Hi,
When calling the backward()
method, is it possible to apply gradient flow information to multiple leaves? It seems like autograd likes to register the necessary updates to the optimizer of a single leaf node along the computation graph.
The following code summarizes what I want (outputs the correct updates after optimizer.step()
, optimizer2.step()
and optimizer3.step()
), but rather in one forward and backward pass, dedicated to params
, params2
, and params3
. Instead of one for each.
# custom, homemade network instantiation
network = MyNetwork()
# some additional parameters (not important)
fc_weights = torch.tensor([[1,0],[0,1]],requires_grad=False,dtype=torch.float)
input_mags = torch.tensor([[2],[3]],requires_grad=False,dtype=torch.float)
# learnable parameters
params = torch.tensor([[0.25],[0.125]],requires_grad=True,dtype=torch.float)
params2 = torch.rand(2,1,requires_grad=True)
params3 = torch.rand(2,1,requires_grad=True)

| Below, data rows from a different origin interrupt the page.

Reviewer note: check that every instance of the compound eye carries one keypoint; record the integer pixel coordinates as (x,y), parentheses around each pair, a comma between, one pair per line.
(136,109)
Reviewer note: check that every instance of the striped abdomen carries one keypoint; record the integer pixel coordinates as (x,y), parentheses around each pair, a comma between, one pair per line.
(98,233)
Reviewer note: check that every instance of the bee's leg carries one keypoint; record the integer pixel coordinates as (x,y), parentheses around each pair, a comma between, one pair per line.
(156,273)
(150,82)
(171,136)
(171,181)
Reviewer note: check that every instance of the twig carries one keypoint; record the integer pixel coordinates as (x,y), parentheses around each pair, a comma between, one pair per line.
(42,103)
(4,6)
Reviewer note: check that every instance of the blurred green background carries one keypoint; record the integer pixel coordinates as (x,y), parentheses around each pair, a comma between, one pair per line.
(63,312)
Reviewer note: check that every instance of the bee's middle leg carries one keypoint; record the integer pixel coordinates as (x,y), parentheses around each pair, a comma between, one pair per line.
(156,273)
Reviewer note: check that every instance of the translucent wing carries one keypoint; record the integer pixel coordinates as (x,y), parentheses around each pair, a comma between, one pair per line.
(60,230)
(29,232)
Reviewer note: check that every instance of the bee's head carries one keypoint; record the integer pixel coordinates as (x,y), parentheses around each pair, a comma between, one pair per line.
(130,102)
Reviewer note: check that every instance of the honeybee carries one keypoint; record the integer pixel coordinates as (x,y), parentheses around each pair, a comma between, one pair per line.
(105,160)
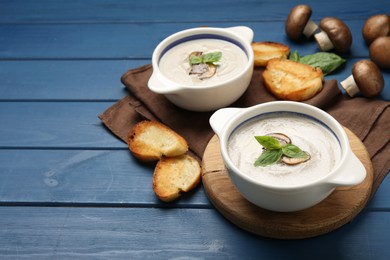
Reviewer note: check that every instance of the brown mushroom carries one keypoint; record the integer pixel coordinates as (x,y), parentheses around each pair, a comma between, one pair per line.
(335,34)
(366,77)
(376,26)
(298,22)
(380,52)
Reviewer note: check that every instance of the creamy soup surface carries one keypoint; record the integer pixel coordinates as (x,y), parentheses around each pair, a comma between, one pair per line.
(307,134)
(174,64)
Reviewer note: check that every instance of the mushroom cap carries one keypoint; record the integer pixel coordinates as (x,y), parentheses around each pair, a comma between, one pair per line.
(368,78)
(338,32)
(380,52)
(297,20)
(376,26)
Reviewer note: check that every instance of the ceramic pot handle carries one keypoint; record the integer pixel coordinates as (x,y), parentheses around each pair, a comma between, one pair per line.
(220,117)
(351,173)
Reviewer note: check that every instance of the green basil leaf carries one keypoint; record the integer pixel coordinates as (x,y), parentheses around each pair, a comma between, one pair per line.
(212,57)
(327,61)
(268,142)
(195,60)
(293,151)
(294,56)
(268,157)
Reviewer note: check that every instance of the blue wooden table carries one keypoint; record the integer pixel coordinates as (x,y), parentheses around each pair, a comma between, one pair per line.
(70,189)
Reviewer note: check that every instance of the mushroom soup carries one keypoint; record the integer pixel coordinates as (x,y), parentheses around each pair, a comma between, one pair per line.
(305,132)
(175,65)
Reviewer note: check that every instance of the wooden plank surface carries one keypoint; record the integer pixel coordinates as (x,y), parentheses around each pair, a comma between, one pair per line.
(145,233)
(133,40)
(87,80)
(91,11)
(69,189)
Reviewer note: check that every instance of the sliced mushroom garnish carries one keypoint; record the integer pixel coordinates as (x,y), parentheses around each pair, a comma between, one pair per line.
(282,138)
(296,160)
(203,70)
(210,72)
(199,69)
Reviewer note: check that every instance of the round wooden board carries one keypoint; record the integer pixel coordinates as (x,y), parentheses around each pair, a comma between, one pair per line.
(333,212)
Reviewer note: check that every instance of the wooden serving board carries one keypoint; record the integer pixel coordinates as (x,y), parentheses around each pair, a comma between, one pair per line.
(333,212)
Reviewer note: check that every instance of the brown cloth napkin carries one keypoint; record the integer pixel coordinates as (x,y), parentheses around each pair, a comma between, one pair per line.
(369,119)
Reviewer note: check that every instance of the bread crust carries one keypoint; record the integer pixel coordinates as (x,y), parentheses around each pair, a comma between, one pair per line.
(290,80)
(174,176)
(151,140)
(265,51)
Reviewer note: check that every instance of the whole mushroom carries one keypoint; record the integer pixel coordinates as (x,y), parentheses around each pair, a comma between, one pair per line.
(380,52)
(298,22)
(334,34)
(366,78)
(376,26)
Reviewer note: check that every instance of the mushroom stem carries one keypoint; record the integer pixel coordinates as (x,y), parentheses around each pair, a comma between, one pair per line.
(310,28)
(323,41)
(350,86)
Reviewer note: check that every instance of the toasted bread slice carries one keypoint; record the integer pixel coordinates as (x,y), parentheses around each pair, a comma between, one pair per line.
(265,51)
(291,80)
(150,140)
(175,175)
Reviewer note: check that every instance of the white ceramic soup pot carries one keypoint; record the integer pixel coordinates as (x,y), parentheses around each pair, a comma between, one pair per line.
(215,92)
(275,193)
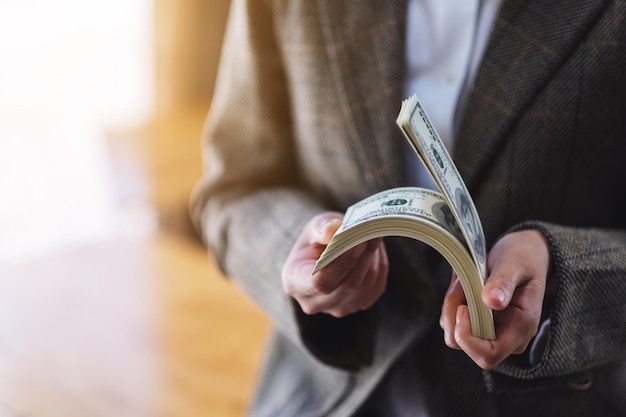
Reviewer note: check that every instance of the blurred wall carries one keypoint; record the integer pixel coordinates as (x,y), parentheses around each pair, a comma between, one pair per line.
(188,36)
(159,161)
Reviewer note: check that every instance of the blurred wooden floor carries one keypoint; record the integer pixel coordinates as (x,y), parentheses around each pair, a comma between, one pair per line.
(126,328)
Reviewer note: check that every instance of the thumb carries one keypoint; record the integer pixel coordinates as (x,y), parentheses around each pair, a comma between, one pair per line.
(324,227)
(499,290)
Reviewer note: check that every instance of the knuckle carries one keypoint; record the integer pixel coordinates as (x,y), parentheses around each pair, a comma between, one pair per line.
(310,308)
(320,286)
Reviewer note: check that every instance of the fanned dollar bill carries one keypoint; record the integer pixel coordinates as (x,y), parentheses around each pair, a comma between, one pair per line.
(447,221)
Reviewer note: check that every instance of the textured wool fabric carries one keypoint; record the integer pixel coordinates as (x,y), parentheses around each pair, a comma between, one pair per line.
(303,121)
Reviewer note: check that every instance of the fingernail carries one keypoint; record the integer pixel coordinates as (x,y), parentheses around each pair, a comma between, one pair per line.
(499,294)
(459,315)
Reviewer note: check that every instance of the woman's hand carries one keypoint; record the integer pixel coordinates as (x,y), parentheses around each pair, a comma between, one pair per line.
(515,288)
(350,283)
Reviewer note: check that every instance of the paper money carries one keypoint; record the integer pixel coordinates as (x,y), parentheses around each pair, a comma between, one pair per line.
(447,221)
(421,134)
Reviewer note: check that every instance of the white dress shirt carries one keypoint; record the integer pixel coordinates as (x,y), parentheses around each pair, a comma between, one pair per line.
(445,42)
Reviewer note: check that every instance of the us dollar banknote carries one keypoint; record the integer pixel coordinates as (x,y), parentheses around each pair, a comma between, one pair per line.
(419,131)
(421,214)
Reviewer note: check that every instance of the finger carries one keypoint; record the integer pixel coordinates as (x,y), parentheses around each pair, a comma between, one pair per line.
(483,352)
(361,286)
(512,338)
(453,299)
(323,227)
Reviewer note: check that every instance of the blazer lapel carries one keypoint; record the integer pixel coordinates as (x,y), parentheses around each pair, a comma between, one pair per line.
(365,44)
(529,41)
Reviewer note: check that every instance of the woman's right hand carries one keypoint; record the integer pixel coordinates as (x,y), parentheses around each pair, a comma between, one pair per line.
(352,282)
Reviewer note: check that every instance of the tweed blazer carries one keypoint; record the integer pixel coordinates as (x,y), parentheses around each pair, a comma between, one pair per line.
(303,121)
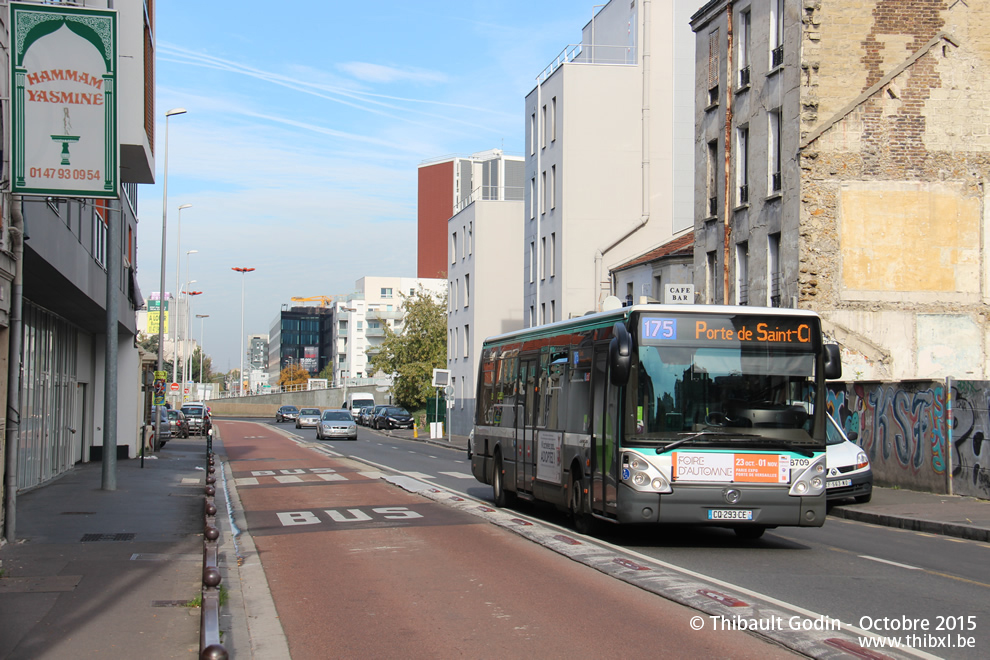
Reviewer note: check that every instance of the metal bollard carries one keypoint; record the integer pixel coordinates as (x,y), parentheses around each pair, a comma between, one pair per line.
(210,647)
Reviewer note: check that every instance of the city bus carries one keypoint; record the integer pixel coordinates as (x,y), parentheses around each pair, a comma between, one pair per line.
(708,415)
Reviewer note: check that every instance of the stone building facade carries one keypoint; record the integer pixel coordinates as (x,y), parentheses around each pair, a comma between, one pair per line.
(874,117)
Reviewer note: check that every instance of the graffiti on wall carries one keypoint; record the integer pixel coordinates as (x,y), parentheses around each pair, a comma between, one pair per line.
(902,427)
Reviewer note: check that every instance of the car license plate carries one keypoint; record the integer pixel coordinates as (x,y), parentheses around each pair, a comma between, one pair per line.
(730,514)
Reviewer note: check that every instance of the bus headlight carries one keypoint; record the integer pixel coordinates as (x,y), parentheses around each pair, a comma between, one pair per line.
(642,475)
(811,482)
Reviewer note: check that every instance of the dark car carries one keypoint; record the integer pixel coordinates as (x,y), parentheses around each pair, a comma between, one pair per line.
(198,417)
(392,417)
(180,425)
(286,414)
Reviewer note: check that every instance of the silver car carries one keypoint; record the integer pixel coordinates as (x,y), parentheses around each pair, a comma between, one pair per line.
(308,418)
(336,424)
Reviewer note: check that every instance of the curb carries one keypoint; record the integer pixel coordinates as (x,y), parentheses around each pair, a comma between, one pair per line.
(914,524)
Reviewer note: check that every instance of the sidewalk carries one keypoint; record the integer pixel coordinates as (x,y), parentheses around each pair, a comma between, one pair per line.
(107,574)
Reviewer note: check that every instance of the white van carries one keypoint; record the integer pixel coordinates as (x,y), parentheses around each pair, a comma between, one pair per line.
(359,400)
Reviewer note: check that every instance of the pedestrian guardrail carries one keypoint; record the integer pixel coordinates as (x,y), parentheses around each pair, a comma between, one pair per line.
(210,647)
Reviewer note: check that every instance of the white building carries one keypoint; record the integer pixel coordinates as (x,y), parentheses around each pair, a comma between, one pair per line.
(609,154)
(361,318)
(485,265)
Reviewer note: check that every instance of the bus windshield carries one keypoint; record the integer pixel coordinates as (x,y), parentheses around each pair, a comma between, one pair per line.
(763,391)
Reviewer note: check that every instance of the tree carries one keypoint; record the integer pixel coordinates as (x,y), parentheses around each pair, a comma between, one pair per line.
(293,375)
(413,355)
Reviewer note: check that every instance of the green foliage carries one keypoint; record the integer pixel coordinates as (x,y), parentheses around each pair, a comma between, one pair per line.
(413,355)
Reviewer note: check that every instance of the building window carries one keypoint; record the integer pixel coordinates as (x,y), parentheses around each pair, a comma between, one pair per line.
(543,197)
(553,186)
(773,270)
(553,254)
(543,258)
(712,180)
(745,18)
(532,198)
(713,68)
(776,33)
(532,261)
(773,151)
(711,277)
(553,119)
(532,134)
(742,273)
(742,165)
(543,140)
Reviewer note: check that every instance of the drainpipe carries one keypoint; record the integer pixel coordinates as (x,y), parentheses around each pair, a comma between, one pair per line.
(14,365)
(644,217)
(727,202)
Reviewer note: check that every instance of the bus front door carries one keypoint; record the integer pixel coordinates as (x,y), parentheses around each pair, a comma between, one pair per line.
(525,431)
(604,447)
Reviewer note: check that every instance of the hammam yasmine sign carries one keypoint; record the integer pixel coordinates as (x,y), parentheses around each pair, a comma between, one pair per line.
(64,101)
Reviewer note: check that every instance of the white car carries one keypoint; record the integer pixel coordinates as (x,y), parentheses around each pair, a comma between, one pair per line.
(308,418)
(849,473)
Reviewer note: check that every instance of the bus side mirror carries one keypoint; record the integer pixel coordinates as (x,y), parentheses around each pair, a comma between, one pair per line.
(833,362)
(620,355)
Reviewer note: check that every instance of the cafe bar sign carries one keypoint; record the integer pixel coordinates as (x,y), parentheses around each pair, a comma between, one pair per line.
(64,104)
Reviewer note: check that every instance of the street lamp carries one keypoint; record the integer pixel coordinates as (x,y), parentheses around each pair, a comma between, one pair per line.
(240,384)
(187,350)
(202,342)
(178,244)
(161,293)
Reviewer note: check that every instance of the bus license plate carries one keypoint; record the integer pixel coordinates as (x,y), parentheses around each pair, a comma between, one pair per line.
(730,514)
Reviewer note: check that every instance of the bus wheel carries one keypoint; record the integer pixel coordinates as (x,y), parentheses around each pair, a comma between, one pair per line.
(750,533)
(503,498)
(583,522)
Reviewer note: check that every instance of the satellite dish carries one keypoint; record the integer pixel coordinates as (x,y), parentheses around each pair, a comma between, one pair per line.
(611,303)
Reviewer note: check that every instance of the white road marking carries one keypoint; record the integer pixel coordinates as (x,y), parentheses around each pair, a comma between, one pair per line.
(892,563)
(459,475)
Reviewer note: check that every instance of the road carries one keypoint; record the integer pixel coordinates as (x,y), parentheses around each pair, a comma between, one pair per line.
(852,572)
(358,567)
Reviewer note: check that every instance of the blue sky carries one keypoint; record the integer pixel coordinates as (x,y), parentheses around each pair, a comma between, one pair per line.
(305,125)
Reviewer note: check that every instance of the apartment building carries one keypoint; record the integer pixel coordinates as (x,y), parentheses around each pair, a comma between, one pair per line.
(79,252)
(841,159)
(608,154)
(484,275)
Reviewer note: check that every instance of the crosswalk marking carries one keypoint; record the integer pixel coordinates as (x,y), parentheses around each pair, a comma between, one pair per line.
(459,475)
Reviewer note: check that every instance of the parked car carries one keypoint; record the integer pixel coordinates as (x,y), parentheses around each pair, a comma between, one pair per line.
(363,416)
(336,424)
(198,417)
(392,417)
(286,414)
(308,418)
(179,423)
(849,472)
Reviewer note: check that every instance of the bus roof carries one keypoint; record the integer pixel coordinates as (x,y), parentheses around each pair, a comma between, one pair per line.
(607,319)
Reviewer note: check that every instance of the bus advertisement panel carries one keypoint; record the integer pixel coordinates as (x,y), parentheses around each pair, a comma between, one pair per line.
(651,413)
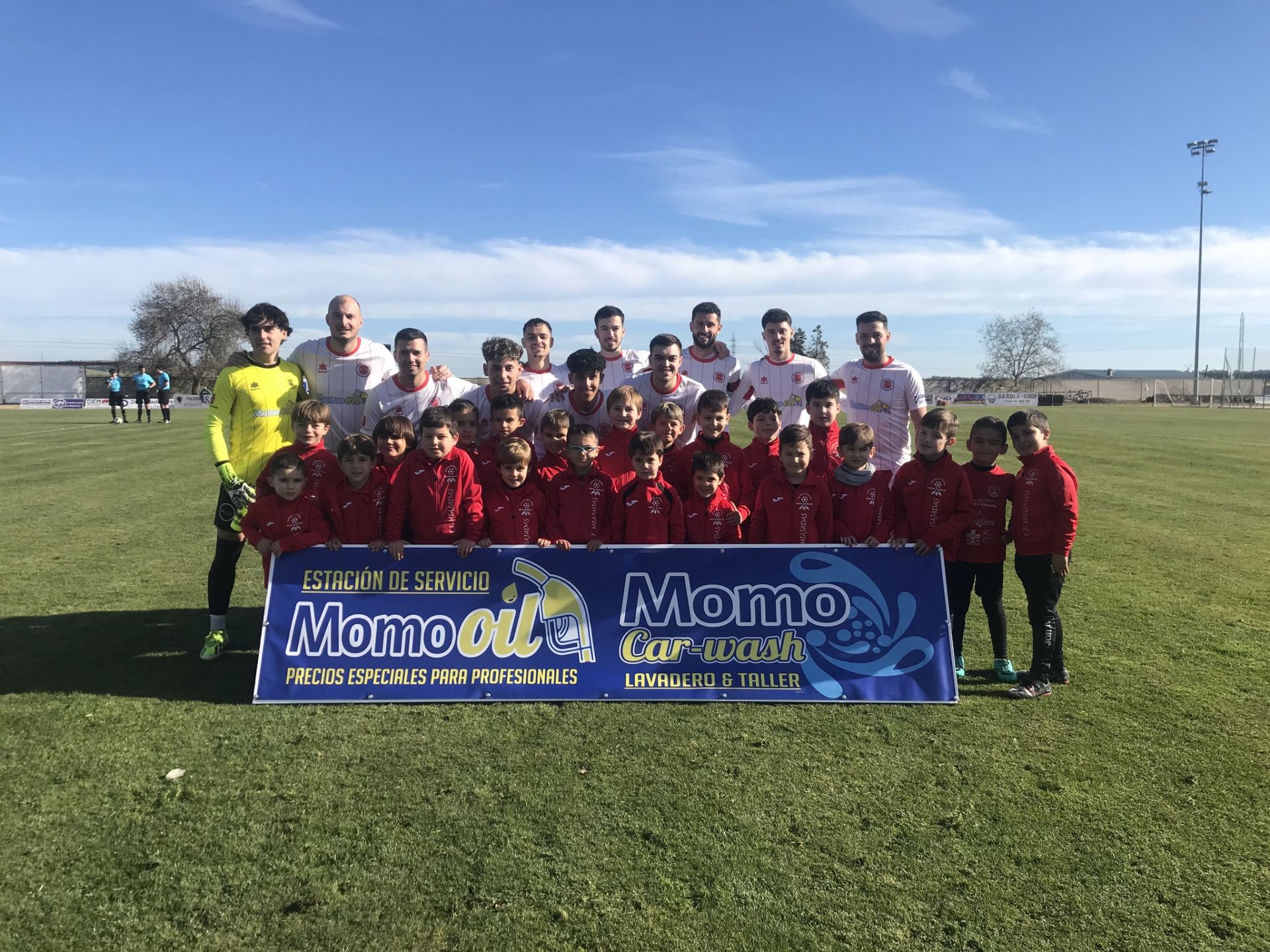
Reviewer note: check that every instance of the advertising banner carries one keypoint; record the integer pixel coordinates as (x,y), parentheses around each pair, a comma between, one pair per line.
(986,399)
(810,623)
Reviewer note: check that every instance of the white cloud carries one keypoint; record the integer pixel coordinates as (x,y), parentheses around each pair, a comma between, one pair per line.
(1117,299)
(280,13)
(926,18)
(967,83)
(720,187)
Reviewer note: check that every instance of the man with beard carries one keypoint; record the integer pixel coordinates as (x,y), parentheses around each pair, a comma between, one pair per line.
(702,361)
(343,367)
(882,391)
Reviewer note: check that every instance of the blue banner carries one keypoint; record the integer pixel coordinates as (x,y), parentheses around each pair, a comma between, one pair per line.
(826,623)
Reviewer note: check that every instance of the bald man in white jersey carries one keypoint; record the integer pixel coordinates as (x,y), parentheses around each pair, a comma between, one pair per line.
(882,391)
(783,375)
(343,367)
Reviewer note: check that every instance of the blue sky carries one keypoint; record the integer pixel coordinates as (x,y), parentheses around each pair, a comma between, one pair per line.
(466,165)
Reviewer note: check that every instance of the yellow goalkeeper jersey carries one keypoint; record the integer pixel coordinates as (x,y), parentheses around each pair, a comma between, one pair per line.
(251,414)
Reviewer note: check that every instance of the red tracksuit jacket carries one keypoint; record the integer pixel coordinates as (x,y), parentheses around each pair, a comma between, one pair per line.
(515,517)
(579,507)
(437,502)
(704,518)
(762,460)
(736,475)
(615,455)
(390,470)
(1044,513)
(825,451)
(865,510)
(933,503)
(548,469)
(296,524)
(984,539)
(785,513)
(357,514)
(321,463)
(647,512)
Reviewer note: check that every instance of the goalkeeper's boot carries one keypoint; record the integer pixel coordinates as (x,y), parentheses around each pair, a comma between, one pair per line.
(212,647)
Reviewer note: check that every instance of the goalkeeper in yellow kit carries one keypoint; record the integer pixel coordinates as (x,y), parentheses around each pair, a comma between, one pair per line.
(248,419)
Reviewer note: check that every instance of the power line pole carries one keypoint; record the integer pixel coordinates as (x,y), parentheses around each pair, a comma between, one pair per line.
(1202,147)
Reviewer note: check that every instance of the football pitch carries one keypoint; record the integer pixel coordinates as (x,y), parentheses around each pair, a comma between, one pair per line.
(1128,811)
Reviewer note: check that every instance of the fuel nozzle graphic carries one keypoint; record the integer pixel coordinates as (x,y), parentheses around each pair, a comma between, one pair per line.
(563,612)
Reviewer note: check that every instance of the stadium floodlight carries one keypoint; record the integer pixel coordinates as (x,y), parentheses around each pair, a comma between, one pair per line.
(1202,147)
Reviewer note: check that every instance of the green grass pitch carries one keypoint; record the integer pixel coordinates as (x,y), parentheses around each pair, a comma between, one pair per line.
(1129,811)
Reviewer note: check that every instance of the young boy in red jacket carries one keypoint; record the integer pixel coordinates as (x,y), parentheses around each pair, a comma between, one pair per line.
(931,492)
(864,513)
(762,457)
(394,438)
(310,422)
(554,440)
(708,512)
(981,560)
(822,408)
(625,407)
(647,509)
(713,420)
(581,499)
(1043,517)
(794,507)
(357,504)
(436,498)
(287,520)
(515,507)
(506,419)
(668,426)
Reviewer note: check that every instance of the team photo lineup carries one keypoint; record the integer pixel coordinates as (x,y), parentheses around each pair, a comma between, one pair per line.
(346,442)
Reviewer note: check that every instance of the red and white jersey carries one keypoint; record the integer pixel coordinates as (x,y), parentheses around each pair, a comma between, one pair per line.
(620,370)
(545,381)
(392,399)
(685,393)
(883,397)
(784,382)
(713,372)
(343,381)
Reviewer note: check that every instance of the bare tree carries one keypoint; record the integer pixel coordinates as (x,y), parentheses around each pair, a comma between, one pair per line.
(186,328)
(1023,346)
(818,348)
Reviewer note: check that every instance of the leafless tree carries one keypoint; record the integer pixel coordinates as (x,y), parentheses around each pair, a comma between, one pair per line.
(1020,347)
(186,328)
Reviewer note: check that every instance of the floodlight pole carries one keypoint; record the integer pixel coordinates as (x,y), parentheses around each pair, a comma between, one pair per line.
(1201,147)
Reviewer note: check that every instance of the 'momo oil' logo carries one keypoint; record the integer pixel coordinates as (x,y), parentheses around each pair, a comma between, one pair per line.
(552,612)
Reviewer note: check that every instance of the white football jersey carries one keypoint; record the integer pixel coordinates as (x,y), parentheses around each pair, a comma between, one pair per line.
(390,397)
(343,381)
(784,382)
(883,397)
(713,374)
(685,393)
(620,370)
(545,381)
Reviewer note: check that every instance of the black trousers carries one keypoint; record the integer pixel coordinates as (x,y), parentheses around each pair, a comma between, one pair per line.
(987,579)
(1043,587)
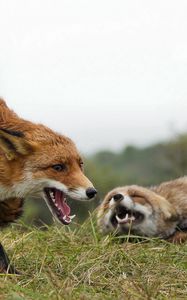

# just some sample large learning rate to probe changes
learning_rate = 1000
# pass dedicated to `params`
#####
optimizer = optim.SGD([params], lr=learning_rate)
optimizer.zero_grad()
x = torch.hstack((input_mags,params))
out = network(x,fc_weights)
params2.data = out.data
out = network(out,fc_weights)
params3.data = out.data
loss = MyLoss(out)
loss.backward()
#####
# pass dedicated to `params2`
#####
optimizer2 = optim.SGD([params2],lr=learning_rate)
optimizer2.zero_grad()
out = network(params2,fc_weights)
loss = MyLoss(out)
loss.backward()
#####
# pass dedicated to `params3`
#####
optimizer3 = optim.SGD([params3],lr = learning_rate)
optimizer3.zero_grad()
loss = MyLoss(params3)
loss.backward()
#####
# prints correct gradients
print(params.grad)
print(params2.grad)
print(params3.grad)
optimizer.step()
optimizer2.step()
optimizer3.step()
# prints correct updates
print(params)
print(params2)
print(params3)
Additional info:
The following is what I tried doing, leading to unsuccessful attempts. The first attempt makes sense why it doesn’t work, as it breaks the computation graph, with the leaf node where the gradient flow makes a last stop is params3
. The second attempt also makes sense why it doesn’t work, as everything gets recorded only for the last leaf params
, while params2
and params3
just act as intermediate placeholders.
Attempt 1:
# custom, homemade network instantiation
network = MyNetwork()
# some additional parameters (not important)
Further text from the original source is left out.